Anti-plagiarism site Turnitin is being sued by students for violating copyrights on 6 papers submitted to the service. Turnitin is in use by more than 6,000 universities and school systems to compare papers that students write with articles and papers from the Internet. The goal of the service is to catch students who plagiarize, but there was one detail that two students decided to target.
When teachers upload papers to Turnitin they are stored on their server for future comparisons. Eventually this would become an easy way for teachers to see if a student is simply submitting an article written by another past student. While this is a privacy issue, two high-school students also saw that it could violate copyright laws.
The two students first filed for copyrights on 6 papers that they had written, and once they were granted those copyrights they submitted them to Turnitin. One of the papers even gave explicit instructions for Turnitin not to archive the paper, but seeing that this was an automated service those instructions were ignored. Now they are suing for $150,000 per paper which brings the lawsuit to $900,000!

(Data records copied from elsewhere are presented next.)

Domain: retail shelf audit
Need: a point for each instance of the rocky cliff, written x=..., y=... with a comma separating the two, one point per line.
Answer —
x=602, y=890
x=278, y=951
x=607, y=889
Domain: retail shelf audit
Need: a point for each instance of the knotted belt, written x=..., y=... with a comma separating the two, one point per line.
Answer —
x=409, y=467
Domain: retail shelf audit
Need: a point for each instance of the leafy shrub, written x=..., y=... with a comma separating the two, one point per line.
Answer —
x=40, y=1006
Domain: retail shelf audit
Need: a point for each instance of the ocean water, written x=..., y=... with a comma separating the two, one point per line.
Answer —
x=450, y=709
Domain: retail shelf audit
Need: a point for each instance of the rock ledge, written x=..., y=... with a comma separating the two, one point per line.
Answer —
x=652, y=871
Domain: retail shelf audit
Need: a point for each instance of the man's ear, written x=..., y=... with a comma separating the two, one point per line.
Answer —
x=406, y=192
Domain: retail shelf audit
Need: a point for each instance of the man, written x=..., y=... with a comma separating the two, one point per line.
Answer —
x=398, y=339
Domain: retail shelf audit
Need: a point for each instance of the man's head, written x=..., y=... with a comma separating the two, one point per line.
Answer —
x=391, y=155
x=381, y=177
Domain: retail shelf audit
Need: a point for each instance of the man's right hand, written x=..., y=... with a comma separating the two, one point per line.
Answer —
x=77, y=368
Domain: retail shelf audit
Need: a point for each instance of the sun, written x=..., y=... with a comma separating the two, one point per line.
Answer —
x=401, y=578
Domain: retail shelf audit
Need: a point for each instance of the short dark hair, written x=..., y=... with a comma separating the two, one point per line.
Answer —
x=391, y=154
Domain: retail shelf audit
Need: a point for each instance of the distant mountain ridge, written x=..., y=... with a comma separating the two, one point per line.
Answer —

How do other sites get around this? The Digital Millennium Copyright Act (DMCA) protects sites like YouTube under the safe harbor laws. This pawns the illegal act off on the uploader instead of the person hosting the service. YouTube is therefore doing no wrong as long as it removes the copyrighted content when asked to do so.
So in your opinion are services like Turnitin doing anything illegal? Some say that they are because they are boasting the database of 22 million student papers as a huge selling point of the service. The service reportedly costs a lot of money, and every time an instructor uploads a paper it will just make the service even more valuable in the future.
There is also the issue of privacy if by chance their servers were hacked. Papers written by thousands of students would be in the hands of someone who could easily make a website to sell the papers online…all without the consent of the students who wrote the papers.
So what’s your take on this? Is it wrong for Turnitin to make money off of archiving these student’s papers or are they offering a valuable service who’s benefits outweigh the copyrights?